Ma mentre la “vera” Clementina Maude appare collocata compostamente da un lato della fotografia, la Clementina Maude “riflessa” sembra invece osservarla vivendo di vita propria. Questa fotografia sembra abbandonarci, per dirla con le parole di Sigmund Freud, “alla superstizione che ritenevamo in noi superata”.84 Essa infatti sembra proporci il motivo del doppio come appare in molta letteratura fantastica: l’immagine riflessa, essendo capace di diventare altro da noi, può persino arrivare a privarci della nostra stessa anima.85
Conclusioni
Attraverso la realizzazione di immagini appositamente ermetiche e grazie alla scelta di non utilizzare titoli per le sue fotografie, gli scatti della Hawarden potrebbero configurarsi come un’opera aperta. Questo ha contribuito a generare nel tempo sia delle letture che sottolineavano il ruolo protettivo e amorevole della fotografa nei confronti delle proprie figlie, sia che delle interpretazioni che hanno invece fortemente messo in discussione il ruolo di buona madre “vittoriana” della Hawarden. Questa ambivalenza interpretativa riguardo al ruolo agito dalla fotografa durante le sue sedute con le figlie sembra ricondurci all’immagine della figura della madre teorizzata nella psicoanalisi kleiniana.86 Come ci ricorda questa teoria, la figura della madre come quella dello specchio è bifronte: la madre può essere buona e cattiva insieme, “familiare ed estranea, rassicurante e persecutoria”.87 Nelle foto scattate dalla Hawarden le sue figlie infatti appaiono spesso “come sottoposte a una sorveglianza continua”.88 La Hawarden quindi sembrerebbe far trapelare costantemente la propria presenza e insieme il ruolo del suo doppio speculare, andando a consacrare nei suoi scatti “l’ambivalenza perturbante di rassicurazione e aggressione, di attrazione e repulsione”.89 La fotografia di una stanza vuota scattata dall’Hawarden potrebbe rappresentare l’immagine che lascia trapelare maggiormente il corpo “troppo vicino da vedere”90 della fotografa (Fig. 8).

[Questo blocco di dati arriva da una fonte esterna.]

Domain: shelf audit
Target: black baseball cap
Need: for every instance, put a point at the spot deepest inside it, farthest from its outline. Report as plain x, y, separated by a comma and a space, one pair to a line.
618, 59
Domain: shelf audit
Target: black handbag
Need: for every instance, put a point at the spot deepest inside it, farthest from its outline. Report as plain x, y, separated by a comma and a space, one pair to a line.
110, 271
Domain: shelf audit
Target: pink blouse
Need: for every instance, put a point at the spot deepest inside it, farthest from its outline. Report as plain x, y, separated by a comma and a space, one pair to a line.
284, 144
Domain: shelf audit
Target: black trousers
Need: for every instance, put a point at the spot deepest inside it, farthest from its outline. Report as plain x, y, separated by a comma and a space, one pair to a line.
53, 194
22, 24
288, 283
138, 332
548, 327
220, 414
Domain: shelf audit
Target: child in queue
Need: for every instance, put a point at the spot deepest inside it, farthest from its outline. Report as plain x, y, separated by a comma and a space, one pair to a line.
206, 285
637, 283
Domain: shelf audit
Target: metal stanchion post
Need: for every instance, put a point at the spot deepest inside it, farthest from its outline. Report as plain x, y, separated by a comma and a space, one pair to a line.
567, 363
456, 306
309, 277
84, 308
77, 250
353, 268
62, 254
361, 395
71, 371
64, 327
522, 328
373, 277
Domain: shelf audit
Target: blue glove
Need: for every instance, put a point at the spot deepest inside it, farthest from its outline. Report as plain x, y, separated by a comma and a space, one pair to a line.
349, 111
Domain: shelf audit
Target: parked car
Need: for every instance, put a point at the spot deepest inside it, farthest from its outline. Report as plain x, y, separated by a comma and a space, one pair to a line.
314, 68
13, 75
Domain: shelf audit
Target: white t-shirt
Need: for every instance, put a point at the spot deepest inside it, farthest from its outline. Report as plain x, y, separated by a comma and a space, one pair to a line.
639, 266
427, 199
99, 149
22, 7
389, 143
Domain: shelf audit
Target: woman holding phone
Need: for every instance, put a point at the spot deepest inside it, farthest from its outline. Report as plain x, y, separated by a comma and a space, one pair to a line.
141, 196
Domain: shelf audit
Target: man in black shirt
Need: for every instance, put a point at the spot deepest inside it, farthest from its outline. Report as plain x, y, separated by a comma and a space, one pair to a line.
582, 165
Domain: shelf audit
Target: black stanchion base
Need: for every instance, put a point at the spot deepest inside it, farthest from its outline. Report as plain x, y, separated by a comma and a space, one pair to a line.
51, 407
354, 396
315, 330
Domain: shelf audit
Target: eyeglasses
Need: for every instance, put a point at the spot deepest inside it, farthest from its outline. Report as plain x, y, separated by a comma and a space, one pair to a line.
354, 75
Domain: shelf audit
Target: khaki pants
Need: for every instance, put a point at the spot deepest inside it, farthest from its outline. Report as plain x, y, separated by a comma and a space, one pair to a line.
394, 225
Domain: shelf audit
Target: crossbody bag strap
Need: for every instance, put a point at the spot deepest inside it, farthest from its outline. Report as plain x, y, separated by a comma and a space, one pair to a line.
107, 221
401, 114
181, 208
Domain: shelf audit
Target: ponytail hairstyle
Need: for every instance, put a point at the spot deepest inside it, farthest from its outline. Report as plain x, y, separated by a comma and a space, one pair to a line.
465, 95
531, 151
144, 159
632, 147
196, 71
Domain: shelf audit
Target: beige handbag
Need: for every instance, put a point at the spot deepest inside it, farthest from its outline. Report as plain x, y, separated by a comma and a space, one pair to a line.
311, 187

La mise-en-scène che propone questo scatto non distrae il fruitore con il tipico tableau vivant delle figlie ben vestite usato quasi sempre da Lady Hawarden; piuttosto sembrerebbe costringere chi guarda a pensare alla fotografa.91
Queste le parole di Carol Mavor per descrivere lo scatto:
il fatto che né Clementina Maude, né Isabella Grace, né nessun’altra figlia della Hawarden […] siano immortalate sulla familiare sedia, con il familiare armadietto indiano, la familiare scrivania in stile gotico, nel familiare angolo della stanza con la familiare carta da parati stellata, crea un desiderio di riempimento. Avendo visto quegli oggetti prima, la mia attenzione va agli angoli non ritratti per vedere cosa non c’è. Questa fotografia è permeata dal corpo invisibile della Hawarden: il suo corpo satura la stampa senza essere visto/mostrato. Le ragazze (che potrebbero essere fuori ad una festa, o in gita con il loro padre, o in un’altra parte della casa) lasciano lo spazio aperto: aperto come il libro sulla sedia, […] aperto come l’obiettivo di una fotocamera in una camera oscura. Come un obiettivo di fotocamera aperto al massimo, l’immagine supplica di essere illuminata.92
È per questo che quando osservo questa o un’altra foto di Lady Clementina Hawarden immagino, con commozione, di poter esaudire nuovamente il suo interminabile desiderio di luce.